Speaking of Sewing Down South, what are your next steps with the company? 
Craig Conover: We’re really excited. We’ve been testing and creating the last few months and we’re launching a bedding line this summer, so we’re going to get into linens and duvets and actual sleeping pillows. I think that will be a massive turn in a new direction for us. The more successful we get with the products we have now, I have two awesome partners, Amanda [Latifi] and Jerry [Casselano], they’re basically like family. My goal was always to have the next Williams & Sonoma and build Sewing Down South to where everyone wants us in every room in their house, and that’s been the overwhelming response. That’s going to be a huge step for us and a whole new challenge, but I’m definitely excited about that. We just launched our spring collection two days ago. April 1 is our anniversary because we launched on April 1 four years ago as a joke and a middle finger. Everyone thought the company was a joke. We’ve got a whole outdoor collection and an additional outdoor collection coming this spring. It’s really fun.

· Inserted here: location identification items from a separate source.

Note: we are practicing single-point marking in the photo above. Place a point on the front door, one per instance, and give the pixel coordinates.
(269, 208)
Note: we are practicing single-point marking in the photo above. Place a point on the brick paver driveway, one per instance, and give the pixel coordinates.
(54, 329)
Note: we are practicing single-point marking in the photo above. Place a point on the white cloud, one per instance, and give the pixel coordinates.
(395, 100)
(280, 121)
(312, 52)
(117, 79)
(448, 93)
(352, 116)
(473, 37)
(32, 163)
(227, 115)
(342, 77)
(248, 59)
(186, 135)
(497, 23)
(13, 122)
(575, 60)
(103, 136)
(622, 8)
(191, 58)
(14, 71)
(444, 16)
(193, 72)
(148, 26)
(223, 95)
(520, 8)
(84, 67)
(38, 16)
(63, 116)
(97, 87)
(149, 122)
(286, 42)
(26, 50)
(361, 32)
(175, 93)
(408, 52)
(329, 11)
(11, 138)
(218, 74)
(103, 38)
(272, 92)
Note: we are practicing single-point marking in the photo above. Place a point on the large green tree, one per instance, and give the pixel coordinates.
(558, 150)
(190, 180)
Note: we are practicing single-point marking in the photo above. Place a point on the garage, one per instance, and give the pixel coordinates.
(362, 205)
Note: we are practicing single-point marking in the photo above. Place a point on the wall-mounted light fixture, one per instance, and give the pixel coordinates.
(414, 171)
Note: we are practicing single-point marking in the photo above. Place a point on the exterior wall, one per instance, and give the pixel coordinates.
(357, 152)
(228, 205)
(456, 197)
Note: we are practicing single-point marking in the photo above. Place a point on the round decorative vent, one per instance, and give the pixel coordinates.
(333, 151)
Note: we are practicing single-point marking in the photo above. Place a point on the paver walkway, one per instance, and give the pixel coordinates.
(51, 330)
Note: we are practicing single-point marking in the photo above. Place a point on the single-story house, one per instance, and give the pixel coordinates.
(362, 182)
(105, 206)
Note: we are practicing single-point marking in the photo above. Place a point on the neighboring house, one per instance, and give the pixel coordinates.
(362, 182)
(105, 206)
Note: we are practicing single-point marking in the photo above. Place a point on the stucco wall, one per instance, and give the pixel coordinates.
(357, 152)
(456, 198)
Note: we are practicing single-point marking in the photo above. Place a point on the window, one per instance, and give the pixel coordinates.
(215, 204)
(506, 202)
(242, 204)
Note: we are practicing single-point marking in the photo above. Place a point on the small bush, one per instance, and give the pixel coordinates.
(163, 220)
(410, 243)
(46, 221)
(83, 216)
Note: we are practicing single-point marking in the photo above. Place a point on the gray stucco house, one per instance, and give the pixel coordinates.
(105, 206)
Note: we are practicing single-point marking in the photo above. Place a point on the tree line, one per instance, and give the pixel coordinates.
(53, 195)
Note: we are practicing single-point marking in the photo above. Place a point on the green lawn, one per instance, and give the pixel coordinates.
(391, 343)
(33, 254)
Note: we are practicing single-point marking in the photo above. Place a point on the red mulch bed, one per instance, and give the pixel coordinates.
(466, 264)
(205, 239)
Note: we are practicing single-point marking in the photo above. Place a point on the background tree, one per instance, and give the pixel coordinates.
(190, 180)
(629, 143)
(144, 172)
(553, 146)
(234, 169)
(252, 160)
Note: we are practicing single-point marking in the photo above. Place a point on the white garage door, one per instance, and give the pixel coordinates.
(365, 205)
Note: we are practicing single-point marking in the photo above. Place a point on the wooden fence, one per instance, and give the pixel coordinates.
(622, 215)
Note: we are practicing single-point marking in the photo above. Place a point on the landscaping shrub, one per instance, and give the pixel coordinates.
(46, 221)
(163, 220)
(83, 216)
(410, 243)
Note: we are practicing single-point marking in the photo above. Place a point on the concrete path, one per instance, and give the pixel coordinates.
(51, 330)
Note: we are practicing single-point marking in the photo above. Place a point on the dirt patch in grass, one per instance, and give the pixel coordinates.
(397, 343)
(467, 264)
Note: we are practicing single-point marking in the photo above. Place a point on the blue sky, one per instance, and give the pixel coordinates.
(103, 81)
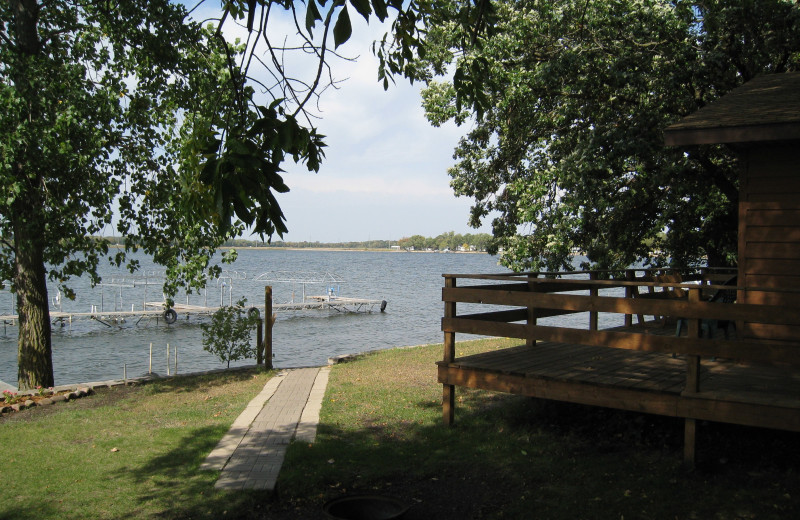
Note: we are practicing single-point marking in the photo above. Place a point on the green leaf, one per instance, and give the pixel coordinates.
(363, 7)
(312, 15)
(343, 28)
(380, 9)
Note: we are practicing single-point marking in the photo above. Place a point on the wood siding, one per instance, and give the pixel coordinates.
(769, 233)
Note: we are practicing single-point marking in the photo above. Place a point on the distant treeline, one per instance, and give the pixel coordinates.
(449, 241)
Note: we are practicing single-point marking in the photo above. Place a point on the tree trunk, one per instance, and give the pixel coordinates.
(30, 283)
(35, 359)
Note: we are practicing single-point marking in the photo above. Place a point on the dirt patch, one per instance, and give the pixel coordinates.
(99, 397)
(472, 494)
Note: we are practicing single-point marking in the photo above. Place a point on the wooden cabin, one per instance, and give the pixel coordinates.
(747, 372)
(761, 120)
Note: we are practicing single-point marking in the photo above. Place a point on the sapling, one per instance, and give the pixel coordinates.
(228, 336)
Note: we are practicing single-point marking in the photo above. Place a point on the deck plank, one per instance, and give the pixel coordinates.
(752, 394)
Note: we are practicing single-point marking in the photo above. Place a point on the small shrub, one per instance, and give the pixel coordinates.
(228, 336)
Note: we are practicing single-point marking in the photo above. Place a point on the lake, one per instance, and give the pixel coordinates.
(411, 284)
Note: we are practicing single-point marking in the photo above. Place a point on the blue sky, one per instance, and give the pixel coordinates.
(385, 172)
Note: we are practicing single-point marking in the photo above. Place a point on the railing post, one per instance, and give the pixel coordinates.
(630, 274)
(449, 391)
(532, 287)
(594, 293)
(692, 385)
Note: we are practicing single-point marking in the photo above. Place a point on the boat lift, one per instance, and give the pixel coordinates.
(330, 299)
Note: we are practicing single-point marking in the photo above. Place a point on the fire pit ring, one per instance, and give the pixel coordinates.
(365, 507)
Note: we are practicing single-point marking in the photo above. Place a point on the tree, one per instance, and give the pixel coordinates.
(228, 336)
(568, 100)
(132, 114)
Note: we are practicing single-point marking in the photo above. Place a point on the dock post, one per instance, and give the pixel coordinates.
(260, 342)
(269, 321)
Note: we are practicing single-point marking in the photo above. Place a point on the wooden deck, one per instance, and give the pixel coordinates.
(741, 380)
(645, 382)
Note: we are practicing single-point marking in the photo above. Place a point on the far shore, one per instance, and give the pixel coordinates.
(346, 249)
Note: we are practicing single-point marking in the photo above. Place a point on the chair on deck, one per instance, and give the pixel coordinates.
(710, 327)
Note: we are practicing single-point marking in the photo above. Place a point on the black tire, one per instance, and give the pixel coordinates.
(170, 316)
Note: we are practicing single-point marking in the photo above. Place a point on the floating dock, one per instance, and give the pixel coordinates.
(158, 310)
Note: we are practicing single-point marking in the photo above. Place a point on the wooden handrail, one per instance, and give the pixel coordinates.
(556, 296)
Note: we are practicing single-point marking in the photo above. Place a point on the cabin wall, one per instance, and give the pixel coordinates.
(769, 230)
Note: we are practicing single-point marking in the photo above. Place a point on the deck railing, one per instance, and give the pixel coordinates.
(517, 303)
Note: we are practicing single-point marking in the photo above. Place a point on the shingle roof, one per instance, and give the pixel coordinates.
(766, 108)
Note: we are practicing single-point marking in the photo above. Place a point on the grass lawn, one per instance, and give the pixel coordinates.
(381, 432)
(126, 452)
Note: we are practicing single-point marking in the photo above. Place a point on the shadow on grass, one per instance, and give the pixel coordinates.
(174, 484)
(507, 456)
(193, 383)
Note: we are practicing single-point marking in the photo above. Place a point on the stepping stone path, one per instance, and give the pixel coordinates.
(250, 455)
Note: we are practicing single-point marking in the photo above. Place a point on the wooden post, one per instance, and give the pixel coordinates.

Craig Conover Paige DeSorbo
Craig Conover and Paige DeSorbo at a ‘Sports Illustrated’ event. (Shutterstock)

It’s been over a year since Southern Charm season 7 aired? What’s the status of season 8?
Craig Conover: It’s wild how much of a gap it always is with our season. The show’s filmed, and it’s going to be one of our craziest seasons ever. I’m really excited for people to see it. I don’t know if I’ll be saying it while it’s on, but right now I’m really excited for people to see it. You have all of the variables back and a lot of new things. You’ll see me and Paige’s relationship a lot which is awesome. Some things happen that there’s just no way you would ever be able to make them up. How does something crazy always happen in Charleston? I think it’s going to be a fun ride. It’s definitely our longest season ever. We’re not that far away, actually, so it should be announced sometime here soon. It’ll be fun for everyone to catch up in Charleston. It’ll be the first time that the company is actually filmed. The show really didn’t focus on it too much, and then we had COVID so you get to see the store on the show this year. It’s going to be a lot of fun.

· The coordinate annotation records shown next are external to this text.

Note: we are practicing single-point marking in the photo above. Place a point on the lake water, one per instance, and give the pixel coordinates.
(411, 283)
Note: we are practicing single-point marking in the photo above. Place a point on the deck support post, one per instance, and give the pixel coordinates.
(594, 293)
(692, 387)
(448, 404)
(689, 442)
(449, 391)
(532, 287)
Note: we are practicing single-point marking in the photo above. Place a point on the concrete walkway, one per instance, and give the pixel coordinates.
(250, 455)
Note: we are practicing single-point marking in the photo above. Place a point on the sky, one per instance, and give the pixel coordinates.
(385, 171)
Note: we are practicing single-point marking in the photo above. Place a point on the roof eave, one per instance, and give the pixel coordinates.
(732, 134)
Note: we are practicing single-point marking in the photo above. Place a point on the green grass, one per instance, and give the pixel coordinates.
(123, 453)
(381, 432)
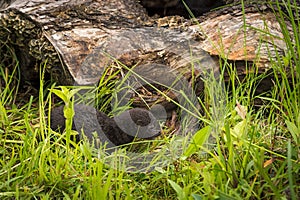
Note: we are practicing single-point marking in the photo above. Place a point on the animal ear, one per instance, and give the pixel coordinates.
(132, 126)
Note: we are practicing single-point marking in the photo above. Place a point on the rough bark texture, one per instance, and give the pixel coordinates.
(78, 39)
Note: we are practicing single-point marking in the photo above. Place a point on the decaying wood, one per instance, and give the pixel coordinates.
(78, 39)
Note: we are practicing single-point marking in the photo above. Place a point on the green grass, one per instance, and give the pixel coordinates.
(256, 154)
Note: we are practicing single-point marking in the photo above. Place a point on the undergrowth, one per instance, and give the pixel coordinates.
(255, 154)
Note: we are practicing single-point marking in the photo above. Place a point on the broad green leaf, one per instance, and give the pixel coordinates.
(180, 193)
(60, 94)
(198, 140)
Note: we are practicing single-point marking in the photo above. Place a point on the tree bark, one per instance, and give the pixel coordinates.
(78, 39)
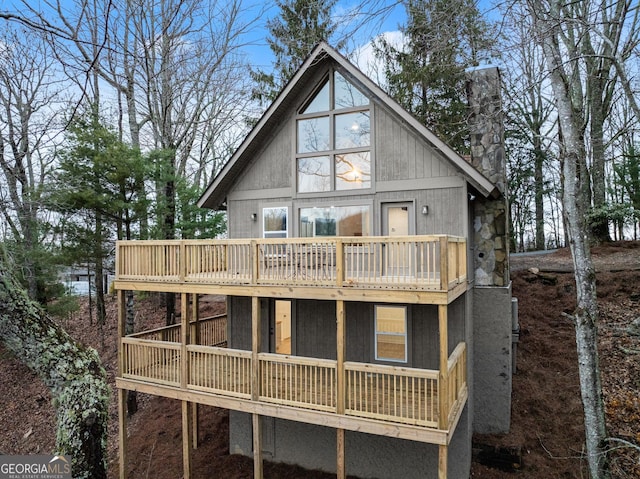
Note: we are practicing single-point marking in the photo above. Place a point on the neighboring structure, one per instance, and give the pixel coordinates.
(358, 342)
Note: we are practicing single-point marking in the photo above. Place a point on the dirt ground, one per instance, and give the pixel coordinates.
(546, 426)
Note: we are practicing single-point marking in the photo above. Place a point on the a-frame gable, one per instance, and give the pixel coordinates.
(216, 193)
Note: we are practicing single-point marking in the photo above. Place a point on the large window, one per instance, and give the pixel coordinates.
(391, 333)
(335, 221)
(334, 139)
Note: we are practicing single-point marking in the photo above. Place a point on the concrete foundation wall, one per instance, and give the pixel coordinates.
(367, 456)
(491, 359)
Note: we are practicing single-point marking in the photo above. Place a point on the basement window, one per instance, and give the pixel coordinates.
(391, 333)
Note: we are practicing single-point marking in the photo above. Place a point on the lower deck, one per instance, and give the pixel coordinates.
(227, 378)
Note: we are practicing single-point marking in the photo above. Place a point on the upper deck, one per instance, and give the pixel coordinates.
(414, 269)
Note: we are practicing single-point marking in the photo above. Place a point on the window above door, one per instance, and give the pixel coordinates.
(333, 138)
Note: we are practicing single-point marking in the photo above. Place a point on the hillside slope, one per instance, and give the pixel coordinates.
(547, 428)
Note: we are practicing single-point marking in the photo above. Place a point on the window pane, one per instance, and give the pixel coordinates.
(336, 221)
(353, 171)
(313, 135)
(314, 174)
(352, 130)
(320, 102)
(346, 95)
(391, 333)
(390, 319)
(274, 221)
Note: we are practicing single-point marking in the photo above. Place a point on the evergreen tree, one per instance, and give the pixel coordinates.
(292, 36)
(427, 74)
(97, 188)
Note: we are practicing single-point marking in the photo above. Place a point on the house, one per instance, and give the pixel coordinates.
(366, 270)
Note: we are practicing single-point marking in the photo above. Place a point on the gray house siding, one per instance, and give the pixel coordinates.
(402, 155)
(369, 455)
(406, 169)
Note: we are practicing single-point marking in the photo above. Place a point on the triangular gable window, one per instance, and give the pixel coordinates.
(320, 101)
(334, 139)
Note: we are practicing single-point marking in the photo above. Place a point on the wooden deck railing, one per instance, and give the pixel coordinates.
(410, 262)
(212, 332)
(297, 381)
(457, 378)
(220, 370)
(392, 393)
(385, 393)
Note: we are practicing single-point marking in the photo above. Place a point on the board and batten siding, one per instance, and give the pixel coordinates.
(316, 329)
(402, 155)
(271, 168)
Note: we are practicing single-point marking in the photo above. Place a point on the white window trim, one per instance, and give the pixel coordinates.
(405, 334)
(276, 207)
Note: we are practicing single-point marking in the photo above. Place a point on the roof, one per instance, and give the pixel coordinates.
(215, 195)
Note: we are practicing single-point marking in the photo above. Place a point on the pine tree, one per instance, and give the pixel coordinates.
(97, 188)
(292, 35)
(427, 74)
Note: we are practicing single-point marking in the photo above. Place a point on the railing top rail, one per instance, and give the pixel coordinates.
(238, 353)
(397, 370)
(309, 240)
(305, 361)
(152, 342)
(174, 326)
(154, 330)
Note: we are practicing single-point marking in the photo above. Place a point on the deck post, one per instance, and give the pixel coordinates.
(341, 470)
(122, 393)
(195, 316)
(444, 264)
(187, 433)
(340, 385)
(442, 461)
(340, 263)
(255, 386)
(257, 446)
(443, 379)
(185, 325)
(122, 432)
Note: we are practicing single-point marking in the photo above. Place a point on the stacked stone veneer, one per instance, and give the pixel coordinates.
(490, 241)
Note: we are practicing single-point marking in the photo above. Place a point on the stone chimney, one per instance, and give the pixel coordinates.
(486, 128)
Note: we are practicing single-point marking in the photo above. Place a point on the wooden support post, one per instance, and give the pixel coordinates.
(341, 468)
(122, 393)
(196, 339)
(194, 426)
(195, 319)
(122, 431)
(340, 263)
(255, 257)
(442, 461)
(185, 330)
(444, 264)
(340, 386)
(257, 446)
(341, 344)
(443, 377)
(255, 348)
(255, 386)
(187, 434)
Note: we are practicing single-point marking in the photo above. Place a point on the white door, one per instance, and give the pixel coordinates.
(397, 221)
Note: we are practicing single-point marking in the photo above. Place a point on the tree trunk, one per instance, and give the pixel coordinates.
(576, 205)
(73, 374)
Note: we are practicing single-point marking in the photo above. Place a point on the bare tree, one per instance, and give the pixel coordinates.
(555, 34)
(28, 126)
(531, 115)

You mentioned that Paige will be on Southern Charm. You discussed in. your book that Naomie was brought into the world of Southern Charm through your relationship. Is it easier for you to have a relationship with someone who is very much used to that environment and used to being in front of the camera?
Craig Conover: I mean, it’s amazing. It really is. It’s the first time that either of us is dating someone in the business. It just changes so much because there are a lot of things to be excited about that people just wouldn’t understand if they weren’t in it. But there’s a lot of negative that comes with this business, too. It takes such a toll on your psyche, but again, you can’t really complain to your normal friends because there are a lot of pros that come with it, too. When you’re dating someone that just gets it, you don’t have to worry about them being on camera. You don’t have to protect them. Paige is her own being, and she crushed it. I was actually really happy to show the world because we really thought you were going to get to see me and Paige together on Summer House, but they decided to go in a different direction. They had our first date on camera and didn’t air it. I think hopefully Southern Charm chooses to show me and Paige’s relationship. I don’t understand why these shows sometimes don’t like the positivity and the smiles, but hopefully, on Southern Charm you’ll get to see Paige and my parents together, me and Paige being cute together.